Por Eduardo Fernandes da Paz
Após a Constituição Federal/88 os
estudos e aprendizagens sobre burocracia de nível de rua quando se trabalha o
tópico da implementação de políticas públicas tem ganhado robustez, sobretudo
no campo da Ciência Política e da Administração Pública.
Consagrada e reconhecida globalmente
à produção acadêmica de autoria de Michael Lipsky que foi professor de Ciência
Política na University of Wisconsin e no Massachusetts Institute of Technology
(MIT). Em 1969 Lipsky apresenta o artigo Toward a theory of street-level
bureaucracy, no encontro anual da American Association of Political Science
(APSA), o qual é publicado como texto para discussão do Institute for Research
on Poverty da Universidade de Wisconsin.
No ano 1980 Lipsky concebe o livro
denominado Street-Level Bureaucracy: Dilemmas of the Individual in Public
Service, traduzido (por Arthur Eduardo Moura da Cunha) e publicado com muito
zelo e competência pela Escola Nacional de Administração Pública (ENAP), no ano
de 2019, incentivado, creio eu, pela militância da Profª Gabriela Lotta, sendo
a obra Burocracia de nível de rua: dilemas do indivíduo nos serviços públicos,
aguardada à época com expectativa no âmbito acadêmico brasileiro e outros
segmentos para ingressar na literatura nacional.

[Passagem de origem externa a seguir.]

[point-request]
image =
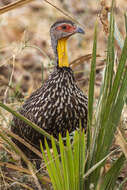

Lipsky apresenta vários debates e
definições de mérito inspiradoras, mas creio que nesse momento o enunciado mais
importante para introduzir o tema e atrair para argumentação de forma explícita
é a elaboração da categorização de agentes públicos definidos como burocratas
de nível de rua que se conectam diretamente com o mecanismo das políticas
públicas processadas. Abarcando ressaltar, a existência de elementos de
identidade entre todos esses agentes.
Registram os pesquisadores, que com
base nos princípios gerais da Constituição de 1988, as políticas públicas,
mormente, as sociais, organizam-se pelos chamados de Sistemas Nacionais de
Políticas Públicas, estruturas institucionais montadas para compatibilizar a
descentralização das políticas públicas com a coordenação federal, tanto em
termos de articulação dos entes federativos, como também a que se refere ao
apoio financeiro e técnico aos governos subnacionais (FRANZESE & ABRUCIO,
2013: BICHIR, SIMONI & PEREIRA, 2020).
Complementa Andreia Souza R. Schneider Nunes partindo do pressuposto de
que política pública possui natureza coletiva enquanto categoria jurídica, pois
é a partir do direito que se estrutura o quadro institucional de determinado
programa de ação governamental, a fim de que esteja em conformidade a
Constituição Federal no sentido da concretização dos direitos fundamentais e
projeção da cidadania. (NUNES, PUC/SP, 2020).
Fábio Konder Comparato considera a
política pública como atividade, outrora advinda da teoria da empresa e hoje
também empregada na esfera governamental. Conceitua como “(...) um conjunto
organizado de normas e atos tendentes à realização de um objetivo determinado.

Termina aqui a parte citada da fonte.